The context was clearly set in the Stockholm programme, the new five-year-programme for Justice and Home Affairs of the EU-Council, adopted in December 2009: „Europe will need a flexible and demand-driven labour immigration policy, responsive to the needs of Member States' national labour markets… Europe needs a strategic and systematic use of all available instruments of the EU Global Approach to Migration – migration profiles, migration missions, cooperation platforms on migration and development and Mobility partnerships – for long-term cooperation on all dimensions of this policy in close partnership with selected third countries along priority migratory routes …“. The crucial actor was mentioned often in the paper too: Frontex. According to the program the strengthening of the European Border Agency is a key issue.

It has been apparent from the beginning that sea borders have a particular significance for Frontex. The first major joint operations after the establishment of the agency in 2004 took place at sea borders, and it was those operations which rapidly grew both in scope and duration. It is also reflected in the budgets, where spendings on maritime operations have always constituted the largest item. The special attention that Frontex devotes to the sea borders might stem from their

special character: there is no clear borderline with border posts and barriers; instead they are a broad, diffuse area, a “blurred border of the rule of law” – an excellent experimentation ground for an agency which is seeking to invent, test and ultimately establish a new form of “border management”. The rights and often also the lives of migrants are lost in the middle of this process. Thousands die at sea and due to illegal pushbacks, so called „interceptions and diversions“, are the daily business of Frontex: be it at the coasts of West Africa (operation Hera), in the Mediterranean Sea (operation Nautilus) or around the Aegean Islands (operation Poseidon). Of course the Spanish, Italian or Greek border guards still play a central and often worse role in blocking and returning refugees and migrants to Senegal, Libya or Turkey. But a militarized Frontex armada does not only tolerate the life-threatening practice of hunting down and illegaly deporting refugees and migrants. Frontex moderates, coordinates and evaluates this war against migrants in order to ultimately shape a new practice of deterrence.
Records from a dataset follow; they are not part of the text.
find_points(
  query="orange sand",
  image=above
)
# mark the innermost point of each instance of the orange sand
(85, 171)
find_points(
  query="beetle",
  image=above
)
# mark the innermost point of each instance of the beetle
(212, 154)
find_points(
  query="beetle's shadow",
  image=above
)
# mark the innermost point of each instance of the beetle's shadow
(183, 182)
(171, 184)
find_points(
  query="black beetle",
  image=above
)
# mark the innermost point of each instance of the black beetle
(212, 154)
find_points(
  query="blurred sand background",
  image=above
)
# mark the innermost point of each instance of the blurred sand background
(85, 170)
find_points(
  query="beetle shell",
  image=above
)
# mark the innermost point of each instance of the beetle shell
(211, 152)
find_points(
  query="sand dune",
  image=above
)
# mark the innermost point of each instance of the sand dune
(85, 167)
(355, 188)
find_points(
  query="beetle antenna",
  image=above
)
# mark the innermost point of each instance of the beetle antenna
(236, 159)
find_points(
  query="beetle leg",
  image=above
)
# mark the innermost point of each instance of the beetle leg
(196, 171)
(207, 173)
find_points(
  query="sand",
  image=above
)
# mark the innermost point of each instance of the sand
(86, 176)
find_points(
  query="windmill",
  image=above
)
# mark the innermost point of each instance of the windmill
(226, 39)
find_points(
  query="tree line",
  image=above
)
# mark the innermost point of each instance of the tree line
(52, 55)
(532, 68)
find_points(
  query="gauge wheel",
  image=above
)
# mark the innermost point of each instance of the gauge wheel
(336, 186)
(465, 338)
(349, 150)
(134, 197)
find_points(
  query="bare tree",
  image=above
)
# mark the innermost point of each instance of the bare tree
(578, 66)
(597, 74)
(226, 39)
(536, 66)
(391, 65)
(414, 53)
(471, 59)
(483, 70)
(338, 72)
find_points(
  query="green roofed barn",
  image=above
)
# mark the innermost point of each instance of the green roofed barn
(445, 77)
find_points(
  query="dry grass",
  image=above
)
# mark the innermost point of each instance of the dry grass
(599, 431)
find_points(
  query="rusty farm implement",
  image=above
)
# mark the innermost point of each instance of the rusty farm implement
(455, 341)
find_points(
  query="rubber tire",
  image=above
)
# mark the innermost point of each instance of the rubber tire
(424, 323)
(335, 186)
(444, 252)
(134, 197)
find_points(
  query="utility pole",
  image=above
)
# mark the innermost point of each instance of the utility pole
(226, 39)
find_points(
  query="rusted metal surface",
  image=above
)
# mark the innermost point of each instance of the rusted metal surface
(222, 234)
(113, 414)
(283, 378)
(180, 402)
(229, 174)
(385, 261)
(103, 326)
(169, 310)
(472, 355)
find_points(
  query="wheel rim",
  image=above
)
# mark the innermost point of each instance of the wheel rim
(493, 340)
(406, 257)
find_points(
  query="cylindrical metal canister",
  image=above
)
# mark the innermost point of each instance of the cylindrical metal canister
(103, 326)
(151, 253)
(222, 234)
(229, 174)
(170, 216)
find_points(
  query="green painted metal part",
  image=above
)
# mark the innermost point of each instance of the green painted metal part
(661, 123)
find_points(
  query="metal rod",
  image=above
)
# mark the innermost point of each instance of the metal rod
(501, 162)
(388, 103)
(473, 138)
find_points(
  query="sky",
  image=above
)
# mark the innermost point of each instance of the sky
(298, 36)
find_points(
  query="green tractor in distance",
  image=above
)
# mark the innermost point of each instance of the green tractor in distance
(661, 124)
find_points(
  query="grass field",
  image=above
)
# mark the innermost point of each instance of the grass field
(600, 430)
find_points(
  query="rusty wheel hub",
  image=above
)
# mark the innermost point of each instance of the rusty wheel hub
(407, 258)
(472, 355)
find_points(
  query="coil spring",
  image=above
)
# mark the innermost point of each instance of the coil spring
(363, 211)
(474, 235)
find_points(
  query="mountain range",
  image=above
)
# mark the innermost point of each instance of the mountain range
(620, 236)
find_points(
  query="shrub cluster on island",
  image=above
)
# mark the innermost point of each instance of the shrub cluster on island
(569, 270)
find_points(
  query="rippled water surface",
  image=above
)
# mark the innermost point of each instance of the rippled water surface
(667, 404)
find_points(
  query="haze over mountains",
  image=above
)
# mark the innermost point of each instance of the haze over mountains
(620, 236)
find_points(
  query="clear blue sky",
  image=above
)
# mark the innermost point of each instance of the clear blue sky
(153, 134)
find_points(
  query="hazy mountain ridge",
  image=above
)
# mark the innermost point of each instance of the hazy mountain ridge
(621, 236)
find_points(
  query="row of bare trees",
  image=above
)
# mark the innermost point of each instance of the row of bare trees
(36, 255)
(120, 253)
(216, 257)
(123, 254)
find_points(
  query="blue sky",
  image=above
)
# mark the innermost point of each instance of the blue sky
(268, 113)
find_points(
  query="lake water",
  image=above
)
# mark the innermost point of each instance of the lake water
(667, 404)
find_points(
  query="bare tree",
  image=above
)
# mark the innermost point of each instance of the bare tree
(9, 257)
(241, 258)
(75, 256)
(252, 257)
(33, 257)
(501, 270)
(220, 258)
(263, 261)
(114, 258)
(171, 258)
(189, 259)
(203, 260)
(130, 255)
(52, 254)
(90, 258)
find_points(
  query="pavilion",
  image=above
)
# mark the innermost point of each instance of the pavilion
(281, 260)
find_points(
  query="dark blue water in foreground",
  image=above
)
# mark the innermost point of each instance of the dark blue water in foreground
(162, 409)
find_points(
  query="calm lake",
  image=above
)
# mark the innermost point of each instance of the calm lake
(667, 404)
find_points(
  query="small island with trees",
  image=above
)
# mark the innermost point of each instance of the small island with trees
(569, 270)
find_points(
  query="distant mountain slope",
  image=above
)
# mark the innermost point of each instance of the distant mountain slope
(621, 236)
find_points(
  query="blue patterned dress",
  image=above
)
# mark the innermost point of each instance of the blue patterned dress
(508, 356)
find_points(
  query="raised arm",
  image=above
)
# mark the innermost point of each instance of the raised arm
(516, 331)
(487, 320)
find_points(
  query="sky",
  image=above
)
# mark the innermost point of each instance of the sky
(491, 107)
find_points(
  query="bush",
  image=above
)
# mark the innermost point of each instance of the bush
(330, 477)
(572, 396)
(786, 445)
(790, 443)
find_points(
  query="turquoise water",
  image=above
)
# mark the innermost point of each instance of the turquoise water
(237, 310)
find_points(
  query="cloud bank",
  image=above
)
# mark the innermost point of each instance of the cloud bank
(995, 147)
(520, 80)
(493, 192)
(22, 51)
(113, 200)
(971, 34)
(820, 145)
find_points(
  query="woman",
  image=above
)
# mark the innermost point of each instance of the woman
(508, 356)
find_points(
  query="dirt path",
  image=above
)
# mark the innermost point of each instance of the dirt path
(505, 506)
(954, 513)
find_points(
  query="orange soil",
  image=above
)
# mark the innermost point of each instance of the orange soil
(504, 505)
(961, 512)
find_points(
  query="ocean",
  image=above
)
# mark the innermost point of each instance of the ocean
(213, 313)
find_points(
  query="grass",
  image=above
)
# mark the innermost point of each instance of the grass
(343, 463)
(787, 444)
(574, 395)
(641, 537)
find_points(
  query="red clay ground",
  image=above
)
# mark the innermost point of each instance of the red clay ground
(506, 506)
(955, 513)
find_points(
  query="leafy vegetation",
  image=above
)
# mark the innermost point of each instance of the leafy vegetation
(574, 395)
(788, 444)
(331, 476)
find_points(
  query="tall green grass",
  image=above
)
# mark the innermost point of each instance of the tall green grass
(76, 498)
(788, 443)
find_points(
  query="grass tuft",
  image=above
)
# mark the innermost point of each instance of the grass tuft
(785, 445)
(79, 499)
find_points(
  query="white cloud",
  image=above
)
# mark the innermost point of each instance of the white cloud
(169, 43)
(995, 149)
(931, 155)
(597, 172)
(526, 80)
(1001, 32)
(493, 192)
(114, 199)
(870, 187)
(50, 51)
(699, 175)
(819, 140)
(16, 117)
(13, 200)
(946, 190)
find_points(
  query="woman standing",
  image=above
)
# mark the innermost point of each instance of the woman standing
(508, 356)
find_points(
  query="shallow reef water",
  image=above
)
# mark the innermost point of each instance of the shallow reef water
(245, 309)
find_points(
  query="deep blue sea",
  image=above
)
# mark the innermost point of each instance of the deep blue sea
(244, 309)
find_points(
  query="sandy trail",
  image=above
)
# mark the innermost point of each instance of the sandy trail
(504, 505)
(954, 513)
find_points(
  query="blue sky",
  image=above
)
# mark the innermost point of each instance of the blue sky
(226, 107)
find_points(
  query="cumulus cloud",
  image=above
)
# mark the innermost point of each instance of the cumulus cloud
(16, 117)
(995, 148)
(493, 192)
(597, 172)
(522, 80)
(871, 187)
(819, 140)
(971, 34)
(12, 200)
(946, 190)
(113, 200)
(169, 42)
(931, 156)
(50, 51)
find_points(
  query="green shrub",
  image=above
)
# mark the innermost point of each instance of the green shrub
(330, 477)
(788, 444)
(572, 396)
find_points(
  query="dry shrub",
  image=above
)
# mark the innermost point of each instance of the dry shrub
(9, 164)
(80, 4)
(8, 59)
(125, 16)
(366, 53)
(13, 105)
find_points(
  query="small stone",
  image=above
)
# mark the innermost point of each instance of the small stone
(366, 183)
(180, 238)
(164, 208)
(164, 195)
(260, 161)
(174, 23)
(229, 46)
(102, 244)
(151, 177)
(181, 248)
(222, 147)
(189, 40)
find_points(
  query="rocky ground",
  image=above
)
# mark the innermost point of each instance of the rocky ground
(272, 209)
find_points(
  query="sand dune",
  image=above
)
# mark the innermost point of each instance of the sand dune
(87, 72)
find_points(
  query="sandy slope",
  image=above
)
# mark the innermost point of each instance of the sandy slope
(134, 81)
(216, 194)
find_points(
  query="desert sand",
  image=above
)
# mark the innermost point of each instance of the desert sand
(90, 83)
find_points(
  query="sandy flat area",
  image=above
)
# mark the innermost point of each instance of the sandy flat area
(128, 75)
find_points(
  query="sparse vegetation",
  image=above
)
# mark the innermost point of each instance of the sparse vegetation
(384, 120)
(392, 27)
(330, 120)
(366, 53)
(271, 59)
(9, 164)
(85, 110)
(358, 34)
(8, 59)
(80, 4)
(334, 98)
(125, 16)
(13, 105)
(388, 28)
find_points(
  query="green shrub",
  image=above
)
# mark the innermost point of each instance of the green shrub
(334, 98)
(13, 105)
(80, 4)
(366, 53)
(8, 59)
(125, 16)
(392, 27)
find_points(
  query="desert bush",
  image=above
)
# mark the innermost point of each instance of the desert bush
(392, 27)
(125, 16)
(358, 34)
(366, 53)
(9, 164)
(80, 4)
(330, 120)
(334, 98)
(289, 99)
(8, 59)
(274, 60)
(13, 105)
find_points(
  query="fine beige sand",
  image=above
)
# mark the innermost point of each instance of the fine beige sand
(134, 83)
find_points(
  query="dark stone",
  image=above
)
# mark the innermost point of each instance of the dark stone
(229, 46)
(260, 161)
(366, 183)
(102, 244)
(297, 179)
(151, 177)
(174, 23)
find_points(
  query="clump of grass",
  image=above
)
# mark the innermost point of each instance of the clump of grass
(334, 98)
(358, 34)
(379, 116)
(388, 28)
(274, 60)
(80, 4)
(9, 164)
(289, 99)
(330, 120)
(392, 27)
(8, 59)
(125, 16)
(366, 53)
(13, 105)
„Furthermore Frontex is responsible to develope the European Border Surveillance System (EuroSUR) with a view to ensuring that the necessary cooperation is established between the Member States and with Frontex to share surveillance data relating to the eastern and southern borders no later than 2013“ (Stockholm programme). Land border and airport operations of Frontex are still limited or often even on a level of pilot projects only. But as explicitly described in the Stockholm programme, Frontex is expected to assess what European border management under joint responsibility is really supposed to mean. EuroSUR is the name of an ambitious, comprehensive surveillance system, and its development is supposed to be enforced by any technological means necessary! Satellites and drones, every equipment available should be used and „integrated“ into this larger system. High-tech companies are called to develop particular instruments. „The possibilities of new technologies hold great potential for rendering border management more efficient as well as more secure. This includes inter alia the use of gates for automated border control. The European Council takes note of the ongoing studies of Frontex in this field and encourages the Agency to continue its work in order to establish best practice. …“ This quotation from the Stockholm programme does not refer to the outwards borders only. Frontex and the EU Commission are both aware that the majority of those who are livingin the EU despite the lack of proper residence permits initially entered legally but simply did not leave when their visas expired (the so called “visa-overstayer”). Subsequently, a new „Entry-Exit“ system has already been proposed 2 years ago, which in conjunction with the upcoming Visa Information System will allow for the tracking of individuals within the european population, relying heavily on biometric technology.

Frontex has learned during the last years and attempts to improve its increasingly bad reputation. They present themselves as neutral agency, solely providing technologies to establish „best practices“. They even utilize the human rights discourse by pretending that their measures help to save boat people. But these empty rhetorics cannot hide their true task. Be it against Sans Papiers inside the EU or against boat people at the outer borders of the EU, Frontex maintains a manifolded key-position „combatting illegal migration“. Consequently, the call of the network welcome to Europe states: „Frontex represents one of the main counterparts in our struggle for freedom of movement“. Lets fight them by any means necessary!